One of my hobbies is buying and selling items online; this has led quite a formidable collection of gear over the years that someone else once paid several million dollars for. These pages will slowly get populated with useful information.

Lasers
High Framerate Imagers
Low Framerate Imagers
  • View Camera - Not really an imaging device so much as a mechanical device
  • Fairchild Imaging Peregrine 3041 - 4MP square (31x31mm) deep-cooled scientific camera
  • Andor Ikon-L - as perfect as CCDs get, 90% QE, -105C TEC cooling, and 750mm^2 of imaging area
  • Andor Ikon-M - the quarter-scale version of the above
  • Sinarback 54H - medium format back based on the "classic" KAF-22000CE CCD. The live preview runs at 1 fps and requires a rapidly blinking LCD shutter to work, but those piezos make some beautiful images
Infrared Imagers
  • FLIR A65 - 30 fps 640x512 microbolometer, about as good as uncooled detectors get
  • Amber Enterprises AE4256 - 1st generation 256x256 InSb focal plane array, 256x256@60 fps. The controller involves some kind of DOS-on-a-card computer and a ton of TTL logic, the sensor is cooled by an LN2 dewar
  • L3 Wescam MX-20 IR imager -640x512 InSb FPA cooled by an integral Stirling crycooler. Outputs video through HotLink (a protocol similar to SDI)
  • FLIR/Indigo Phoenix - a very similar FPA built by Indigo, later FLIR
Fab Tools
  • Semics Opus 2 wafer prober - half a million dollars of high-speed stages and encoders. Very heavy and not actually that useful, a lot of the value-added features (automatic wafer loading, automatic alignment) are not needed in a lab setting.

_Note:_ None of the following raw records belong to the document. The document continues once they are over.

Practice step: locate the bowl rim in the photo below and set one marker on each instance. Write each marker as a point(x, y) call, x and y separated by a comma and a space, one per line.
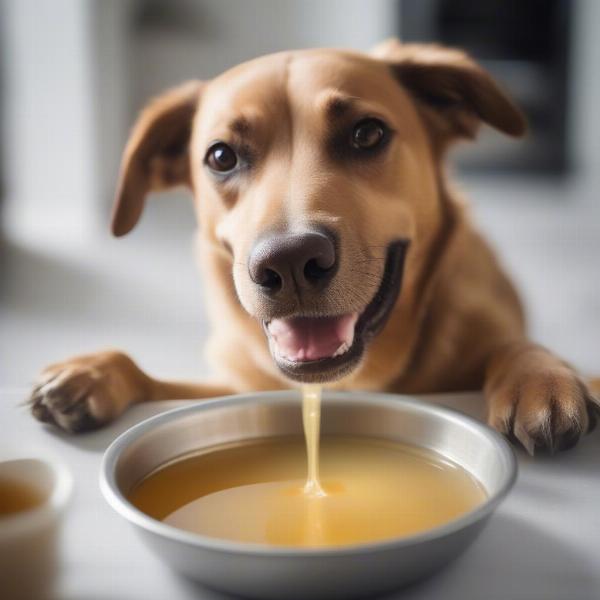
point(119, 502)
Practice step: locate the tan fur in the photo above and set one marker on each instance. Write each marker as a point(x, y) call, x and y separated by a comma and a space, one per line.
point(457, 324)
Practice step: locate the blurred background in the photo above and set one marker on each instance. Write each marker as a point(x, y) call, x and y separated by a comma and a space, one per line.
point(74, 73)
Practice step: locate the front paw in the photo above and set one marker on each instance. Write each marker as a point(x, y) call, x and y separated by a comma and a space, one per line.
point(546, 409)
point(86, 392)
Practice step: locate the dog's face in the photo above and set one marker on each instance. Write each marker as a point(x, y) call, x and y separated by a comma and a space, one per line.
point(317, 173)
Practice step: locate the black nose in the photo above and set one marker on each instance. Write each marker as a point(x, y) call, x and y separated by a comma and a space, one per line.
point(282, 261)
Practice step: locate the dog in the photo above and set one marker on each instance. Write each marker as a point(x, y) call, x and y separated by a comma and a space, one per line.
point(333, 246)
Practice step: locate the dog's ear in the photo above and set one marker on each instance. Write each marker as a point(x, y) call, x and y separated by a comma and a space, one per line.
point(452, 92)
point(156, 155)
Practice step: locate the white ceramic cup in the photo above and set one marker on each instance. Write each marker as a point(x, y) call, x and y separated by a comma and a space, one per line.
point(29, 551)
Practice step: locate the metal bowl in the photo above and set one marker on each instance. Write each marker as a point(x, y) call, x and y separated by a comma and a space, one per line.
point(262, 571)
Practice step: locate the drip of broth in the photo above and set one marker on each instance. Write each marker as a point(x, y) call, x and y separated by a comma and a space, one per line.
point(255, 492)
point(16, 497)
point(311, 418)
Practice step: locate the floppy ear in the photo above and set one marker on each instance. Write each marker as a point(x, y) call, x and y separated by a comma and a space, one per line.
point(452, 92)
point(156, 155)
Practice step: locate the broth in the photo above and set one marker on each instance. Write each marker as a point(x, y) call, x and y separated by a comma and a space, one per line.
point(255, 492)
point(16, 497)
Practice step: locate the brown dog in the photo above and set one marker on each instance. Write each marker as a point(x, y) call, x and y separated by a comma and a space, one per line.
point(332, 245)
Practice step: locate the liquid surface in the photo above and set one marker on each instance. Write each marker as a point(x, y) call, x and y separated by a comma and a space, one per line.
point(254, 492)
point(16, 497)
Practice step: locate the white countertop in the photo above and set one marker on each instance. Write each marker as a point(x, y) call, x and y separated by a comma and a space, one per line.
point(543, 542)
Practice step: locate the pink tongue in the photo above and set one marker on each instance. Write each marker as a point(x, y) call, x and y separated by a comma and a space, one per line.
point(306, 338)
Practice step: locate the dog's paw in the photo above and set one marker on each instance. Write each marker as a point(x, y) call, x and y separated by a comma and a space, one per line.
point(547, 409)
point(86, 392)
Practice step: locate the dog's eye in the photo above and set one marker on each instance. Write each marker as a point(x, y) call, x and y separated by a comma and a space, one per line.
point(221, 157)
point(368, 134)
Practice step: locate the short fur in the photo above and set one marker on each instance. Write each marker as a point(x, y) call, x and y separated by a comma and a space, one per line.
point(457, 324)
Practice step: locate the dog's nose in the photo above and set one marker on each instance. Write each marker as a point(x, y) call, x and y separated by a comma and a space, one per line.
point(282, 261)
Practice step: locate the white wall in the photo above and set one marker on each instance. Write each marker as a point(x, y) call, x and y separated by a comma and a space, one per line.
point(49, 143)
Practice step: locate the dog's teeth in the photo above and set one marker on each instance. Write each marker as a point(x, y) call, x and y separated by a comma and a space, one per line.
point(344, 347)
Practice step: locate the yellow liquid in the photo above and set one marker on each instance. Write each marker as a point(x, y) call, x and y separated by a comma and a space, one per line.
point(16, 496)
point(255, 492)
point(311, 419)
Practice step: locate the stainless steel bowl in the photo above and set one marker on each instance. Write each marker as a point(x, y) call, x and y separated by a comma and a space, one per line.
point(262, 571)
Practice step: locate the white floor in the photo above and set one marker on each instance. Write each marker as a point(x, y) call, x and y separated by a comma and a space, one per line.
point(142, 293)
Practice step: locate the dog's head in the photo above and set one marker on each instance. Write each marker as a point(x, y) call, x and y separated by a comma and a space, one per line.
point(317, 172)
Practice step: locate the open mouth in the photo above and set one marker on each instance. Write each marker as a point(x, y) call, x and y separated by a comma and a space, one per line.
point(320, 349)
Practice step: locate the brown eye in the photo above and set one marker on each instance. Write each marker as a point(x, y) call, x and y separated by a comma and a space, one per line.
point(368, 134)
point(221, 157)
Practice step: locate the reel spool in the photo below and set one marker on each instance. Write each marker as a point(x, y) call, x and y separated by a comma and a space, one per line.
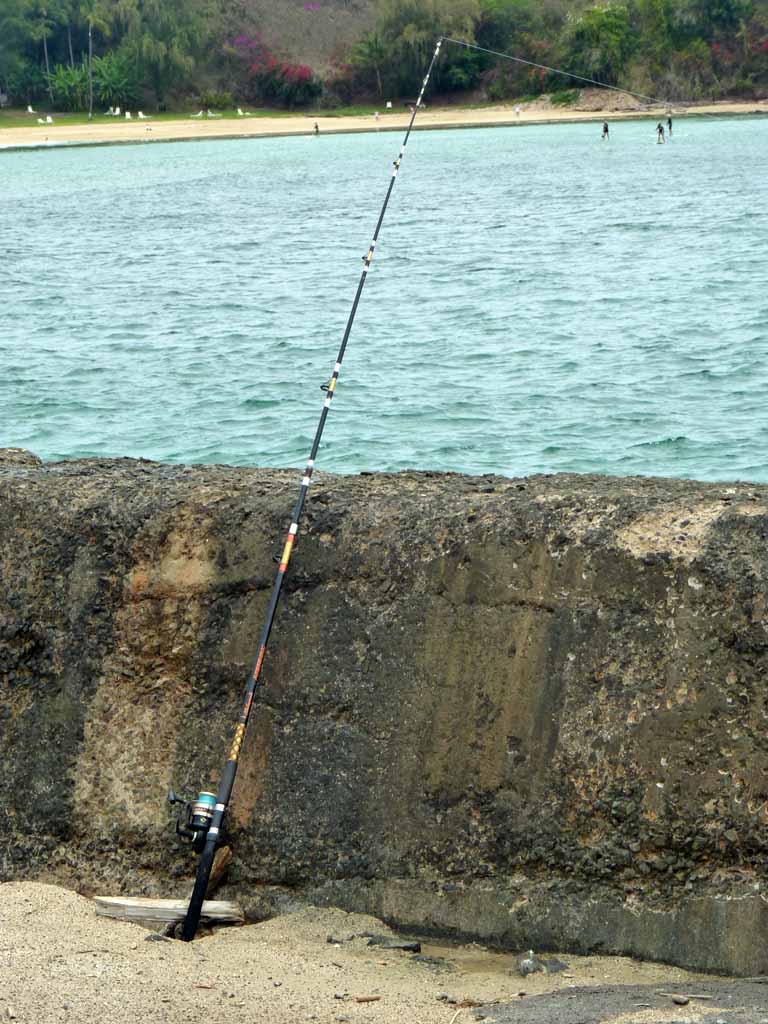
point(195, 818)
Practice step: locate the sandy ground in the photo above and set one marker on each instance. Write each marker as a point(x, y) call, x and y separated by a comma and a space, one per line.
point(58, 962)
point(540, 112)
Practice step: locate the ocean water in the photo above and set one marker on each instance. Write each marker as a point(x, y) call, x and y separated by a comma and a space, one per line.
point(540, 301)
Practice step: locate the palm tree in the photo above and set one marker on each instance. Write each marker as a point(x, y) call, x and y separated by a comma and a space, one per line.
point(94, 15)
point(40, 28)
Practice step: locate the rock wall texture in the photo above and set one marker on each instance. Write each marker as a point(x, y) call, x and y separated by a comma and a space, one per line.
point(532, 712)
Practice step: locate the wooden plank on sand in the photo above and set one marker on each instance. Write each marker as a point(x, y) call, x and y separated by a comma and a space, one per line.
point(165, 911)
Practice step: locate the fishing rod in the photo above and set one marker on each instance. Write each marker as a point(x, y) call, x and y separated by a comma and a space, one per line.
point(205, 816)
point(201, 822)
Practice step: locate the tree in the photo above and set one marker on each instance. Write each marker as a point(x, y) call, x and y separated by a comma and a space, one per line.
point(370, 55)
point(409, 30)
point(600, 41)
point(94, 15)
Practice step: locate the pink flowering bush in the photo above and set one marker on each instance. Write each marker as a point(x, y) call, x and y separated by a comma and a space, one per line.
point(273, 81)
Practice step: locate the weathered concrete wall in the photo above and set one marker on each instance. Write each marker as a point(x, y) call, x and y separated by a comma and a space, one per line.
point(528, 711)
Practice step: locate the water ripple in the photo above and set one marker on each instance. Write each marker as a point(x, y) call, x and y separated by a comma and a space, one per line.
point(539, 301)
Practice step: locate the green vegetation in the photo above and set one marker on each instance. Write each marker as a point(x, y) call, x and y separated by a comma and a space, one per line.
point(81, 55)
point(564, 97)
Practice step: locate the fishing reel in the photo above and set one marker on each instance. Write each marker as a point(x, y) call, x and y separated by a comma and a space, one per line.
point(195, 817)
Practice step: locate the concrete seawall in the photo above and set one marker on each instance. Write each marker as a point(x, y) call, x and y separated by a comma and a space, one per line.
point(531, 712)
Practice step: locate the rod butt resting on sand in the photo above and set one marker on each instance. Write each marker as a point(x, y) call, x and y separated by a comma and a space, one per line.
point(206, 815)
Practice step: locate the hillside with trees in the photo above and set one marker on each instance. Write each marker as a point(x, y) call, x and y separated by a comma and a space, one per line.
point(71, 54)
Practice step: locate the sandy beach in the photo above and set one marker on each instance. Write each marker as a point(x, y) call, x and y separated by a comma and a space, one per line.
point(59, 962)
point(590, 108)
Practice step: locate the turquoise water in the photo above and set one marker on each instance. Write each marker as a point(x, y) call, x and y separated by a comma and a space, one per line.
point(540, 301)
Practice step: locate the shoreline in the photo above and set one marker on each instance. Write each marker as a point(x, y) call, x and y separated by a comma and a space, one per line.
point(134, 132)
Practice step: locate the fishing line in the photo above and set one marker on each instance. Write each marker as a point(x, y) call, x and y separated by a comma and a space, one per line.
point(557, 71)
point(203, 824)
point(206, 814)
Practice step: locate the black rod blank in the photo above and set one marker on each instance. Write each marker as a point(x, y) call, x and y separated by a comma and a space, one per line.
point(213, 835)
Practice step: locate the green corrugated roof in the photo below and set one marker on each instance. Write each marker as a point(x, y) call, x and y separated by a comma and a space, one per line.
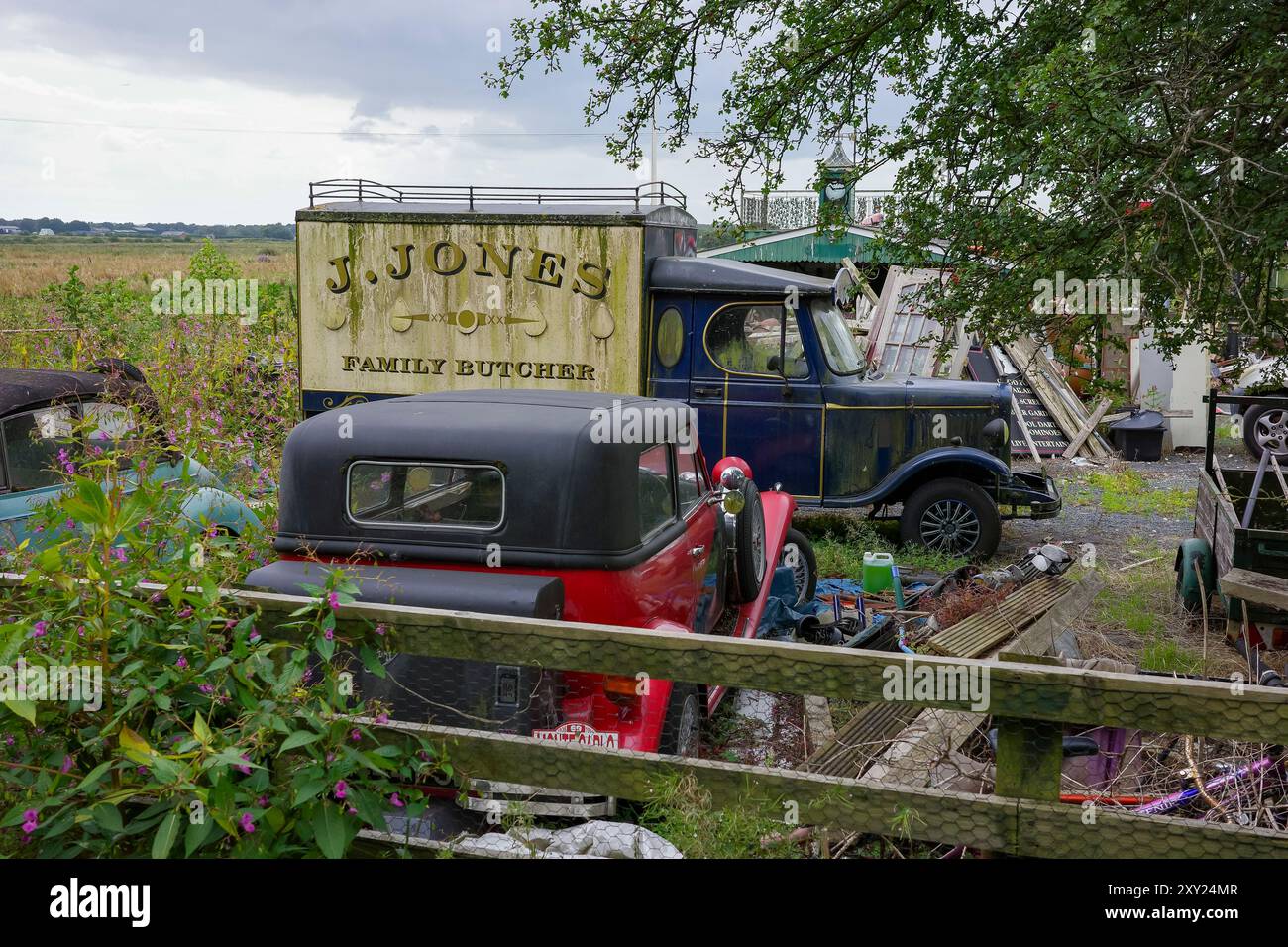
point(806, 248)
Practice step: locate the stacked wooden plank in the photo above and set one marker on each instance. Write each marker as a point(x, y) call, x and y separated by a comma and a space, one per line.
point(980, 633)
point(868, 735)
point(1061, 405)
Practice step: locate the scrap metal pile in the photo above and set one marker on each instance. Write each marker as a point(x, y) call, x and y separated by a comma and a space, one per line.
point(1025, 612)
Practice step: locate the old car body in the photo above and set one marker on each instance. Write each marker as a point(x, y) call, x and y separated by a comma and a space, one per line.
point(426, 289)
point(527, 504)
point(42, 410)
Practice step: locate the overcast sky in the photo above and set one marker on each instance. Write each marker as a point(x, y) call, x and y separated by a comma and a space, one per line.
point(107, 93)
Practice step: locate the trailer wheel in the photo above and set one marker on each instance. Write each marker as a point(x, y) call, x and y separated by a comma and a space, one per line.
point(799, 557)
point(682, 727)
point(952, 515)
point(1265, 427)
point(748, 554)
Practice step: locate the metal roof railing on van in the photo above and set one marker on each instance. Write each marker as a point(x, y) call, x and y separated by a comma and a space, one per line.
point(359, 189)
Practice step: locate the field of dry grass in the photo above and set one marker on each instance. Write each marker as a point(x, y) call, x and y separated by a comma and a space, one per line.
point(27, 264)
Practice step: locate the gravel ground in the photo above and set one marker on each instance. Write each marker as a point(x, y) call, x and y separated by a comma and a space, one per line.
point(1119, 536)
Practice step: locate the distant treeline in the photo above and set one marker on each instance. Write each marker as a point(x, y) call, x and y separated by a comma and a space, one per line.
point(108, 228)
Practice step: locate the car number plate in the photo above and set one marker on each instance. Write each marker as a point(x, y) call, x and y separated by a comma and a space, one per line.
point(579, 733)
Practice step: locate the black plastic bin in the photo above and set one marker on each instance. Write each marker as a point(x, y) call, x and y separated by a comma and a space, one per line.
point(1140, 437)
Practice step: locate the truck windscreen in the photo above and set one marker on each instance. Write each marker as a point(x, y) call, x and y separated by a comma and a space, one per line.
point(833, 335)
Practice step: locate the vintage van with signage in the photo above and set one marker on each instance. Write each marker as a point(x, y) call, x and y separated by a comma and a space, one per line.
point(408, 290)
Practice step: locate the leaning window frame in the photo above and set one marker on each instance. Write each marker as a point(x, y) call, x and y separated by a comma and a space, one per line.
point(356, 462)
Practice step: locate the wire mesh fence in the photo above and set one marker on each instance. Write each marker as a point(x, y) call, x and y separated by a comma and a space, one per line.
point(563, 738)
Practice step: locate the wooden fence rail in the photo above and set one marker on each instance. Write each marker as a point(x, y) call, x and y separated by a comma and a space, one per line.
point(1017, 692)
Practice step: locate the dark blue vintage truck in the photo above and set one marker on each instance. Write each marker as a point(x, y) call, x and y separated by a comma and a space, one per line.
point(406, 290)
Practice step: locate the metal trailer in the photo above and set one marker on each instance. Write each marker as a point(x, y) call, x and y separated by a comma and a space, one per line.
point(1245, 565)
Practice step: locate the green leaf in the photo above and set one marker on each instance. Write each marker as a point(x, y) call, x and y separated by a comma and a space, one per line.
point(97, 774)
point(136, 746)
point(197, 834)
point(108, 817)
point(299, 738)
point(166, 834)
point(24, 709)
point(331, 831)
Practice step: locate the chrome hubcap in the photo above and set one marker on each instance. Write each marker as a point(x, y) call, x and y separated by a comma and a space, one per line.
point(1271, 431)
point(949, 526)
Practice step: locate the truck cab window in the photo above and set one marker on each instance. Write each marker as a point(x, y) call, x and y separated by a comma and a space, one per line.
point(835, 338)
point(656, 501)
point(426, 495)
point(751, 341)
point(33, 442)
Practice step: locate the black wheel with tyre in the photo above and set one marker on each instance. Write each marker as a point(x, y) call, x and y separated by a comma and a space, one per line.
point(952, 515)
point(748, 540)
point(1265, 427)
point(799, 556)
point(682, 728)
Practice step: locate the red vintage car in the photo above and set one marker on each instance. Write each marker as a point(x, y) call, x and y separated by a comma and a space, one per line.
point(561, 505)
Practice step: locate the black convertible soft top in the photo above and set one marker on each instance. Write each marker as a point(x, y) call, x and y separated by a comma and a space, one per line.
point(570, 500)
point(30, 388)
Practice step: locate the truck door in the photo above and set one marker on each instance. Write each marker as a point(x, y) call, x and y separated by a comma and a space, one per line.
point(670, 346)
point(756, 393)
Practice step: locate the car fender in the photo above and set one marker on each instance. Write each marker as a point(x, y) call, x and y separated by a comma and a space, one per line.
point(990, 471)
point(214, 506)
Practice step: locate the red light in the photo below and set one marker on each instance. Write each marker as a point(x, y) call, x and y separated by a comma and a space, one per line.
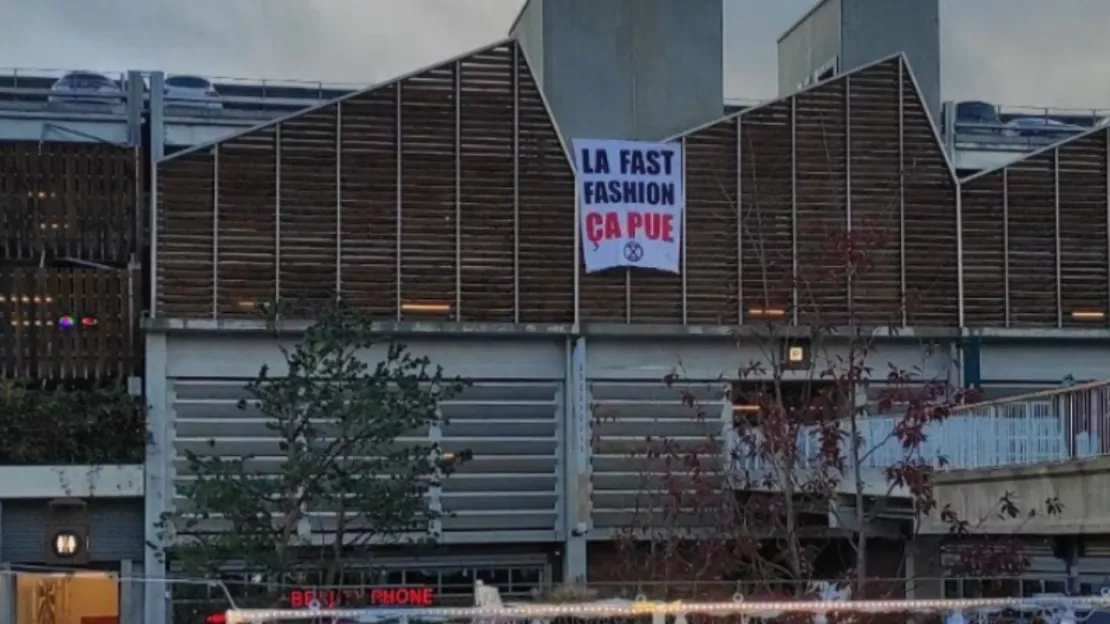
point(379, 596)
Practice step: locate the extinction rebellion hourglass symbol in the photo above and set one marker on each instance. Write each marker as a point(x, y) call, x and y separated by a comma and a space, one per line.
point(634, 251)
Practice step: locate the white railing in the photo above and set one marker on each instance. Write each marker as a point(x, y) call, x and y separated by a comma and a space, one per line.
point(1050, 425)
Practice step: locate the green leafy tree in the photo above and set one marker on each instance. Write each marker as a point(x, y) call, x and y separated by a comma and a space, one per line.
point(355, 463)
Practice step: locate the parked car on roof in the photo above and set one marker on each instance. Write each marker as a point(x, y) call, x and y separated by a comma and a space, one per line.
point(1040, 127)
point(86, 88)
point(191, 91)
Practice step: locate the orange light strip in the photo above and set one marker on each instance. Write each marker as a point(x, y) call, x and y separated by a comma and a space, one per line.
point(425, 307)
point(26, 299)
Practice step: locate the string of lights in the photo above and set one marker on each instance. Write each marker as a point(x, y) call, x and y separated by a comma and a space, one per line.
point(1063, 607)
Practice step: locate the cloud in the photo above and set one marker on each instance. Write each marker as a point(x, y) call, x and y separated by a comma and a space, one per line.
point(1019, 51)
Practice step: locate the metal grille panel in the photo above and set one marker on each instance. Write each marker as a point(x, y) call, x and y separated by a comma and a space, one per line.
point(513, 430)
point(628, 420)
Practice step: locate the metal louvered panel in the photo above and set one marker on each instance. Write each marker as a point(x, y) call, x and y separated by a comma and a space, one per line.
point(632, 420)
point(930, 243)
point(1030, 195)
point(444, 195)
point(511, 428)
point(1083, 245)
point(984, 209)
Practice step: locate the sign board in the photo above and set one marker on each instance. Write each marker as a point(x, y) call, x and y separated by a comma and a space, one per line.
point(631, 203)
point(366, 596)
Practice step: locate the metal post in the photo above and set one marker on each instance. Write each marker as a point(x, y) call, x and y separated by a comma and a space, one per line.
point(158, 492)
point(847, 178)
point(339, 200)
point(682, 259)
point(901, 198)
point(278, 213)
point(516, 183)
point(1056, 205)
point(739, 220)
point(458, 188)
point(627, 295)
point(959, 257)
point(400, 154)
point(157, 149)
point(794, 207)
point(215, 231)
point(576, 462)
point(1006, 244)
point(575, 254)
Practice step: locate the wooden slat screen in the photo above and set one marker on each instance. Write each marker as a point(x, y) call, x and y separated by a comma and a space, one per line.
point(1030, 191)
point(1085, 284)
point(34, 342)
point(64, 199)
point(1036, 240)
point(878, 120)
point(985, 251)
point(445, 195)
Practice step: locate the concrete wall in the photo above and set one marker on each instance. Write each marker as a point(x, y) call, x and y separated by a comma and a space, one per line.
point(528, 29)
point(115, 530)
point(1082, 487)
point(627, 69)
point(808, 44)
point(875, 29)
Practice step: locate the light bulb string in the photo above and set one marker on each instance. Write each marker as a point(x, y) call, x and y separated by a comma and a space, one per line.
point(760, 609)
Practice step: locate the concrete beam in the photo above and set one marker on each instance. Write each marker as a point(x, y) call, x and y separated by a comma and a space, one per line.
point(1082, 486)
point(72, 482)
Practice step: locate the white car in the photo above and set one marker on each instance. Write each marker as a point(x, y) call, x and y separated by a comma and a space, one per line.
point(86, 88)
point(1040, 127)
point(191, 91)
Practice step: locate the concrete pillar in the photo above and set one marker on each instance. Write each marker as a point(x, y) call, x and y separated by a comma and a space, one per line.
point(924, 569)
point(7, 594)
point(159, 468)
point(576, 464)
point(130, 593)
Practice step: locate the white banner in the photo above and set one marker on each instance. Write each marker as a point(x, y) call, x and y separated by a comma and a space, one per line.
point(631, 201)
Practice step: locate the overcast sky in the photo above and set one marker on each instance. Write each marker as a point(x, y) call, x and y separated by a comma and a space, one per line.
point(1012, 51)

  • GCA 6100C i-line stepper - a classic arc-lamp based stepper, currently undergoing refurbishment and conversion to manual operation
  • Tegal PlasmaLine 200 - a vintage, but very robust, tube-based barrel etcher

2021 Computers
  • Supermicro H11SSL - AMD's latest and greatest, currently rocking a bootleg 7742 with software overclocking
  • Asus Z11PA-D8 - Intel's latest and greatest. This one's in my home server, currently running an incredible shitstack of open-source software that somehow works
  • "The latest Intel desktop platform" - I had originally intended to maintain a yearly upgrade cadence to Intel's top 'small' platform. Unfortunately, Intel stopped releasing meaningful upgrades, so this guy is stuck on an old 8700K. Hopefully once 10nm gets fixed the upgrades will resume.
  • Supermicro X9QR7-TF+ - Quad-socket 2011. This one barely makes it into the 2021 fleet thanks to its hundreds of gigabytes of RAM; the CPUs are nothing to brag about and are probably slower than a 5950X
  • Supermicro SYS-2026TT - 4N2U dual 1366. Part of a Xen virtualization cluster that works too well to upgrade
Retired Computers
  • Tyan B7015 - The ultimate miner, dual socket 1366, four PLX PCIe switches, and eight x16 slots. The miracle is, it actually works! Currently populated with eight Tesla M2075's and running Ubuntu
  • SGI Altix UV100 - Up to 96 sockets of Nehalem-EX under one system image. Not actually fast; the target customers are folks whose workloads are interconnect-latency bound and don't fit in the RAM of a single node
  • IBM X3950 M2 -  Another gigantic NUMA system, 2, 4, or 8 4U quad-Dunnington nodes lashed together with a custom IBM interconnect
  • Sun SunFire X4600 M2 - Octal Barcelona (Opteron 83xx). An incredibly beautiful server, top-notch build quality and serviceability. No longer particularly fast, but can be cheaply loaded with 256GB of RAM and is a wonderful box for virtualization
  • Tyan S4985 - Octal Opteron built out of two motherboards stacked on top of each other. I got this thing so far as to POST, and then lost interest
  • EVGA SR2 - the one and only king of enthusiast motherboards; I've owned three different ones and have loved them all. Dual-socket 1366, claim to fame is the unlocked base clock and voltages in the BIOS. (2016 update - wow, still fast half a decade out!)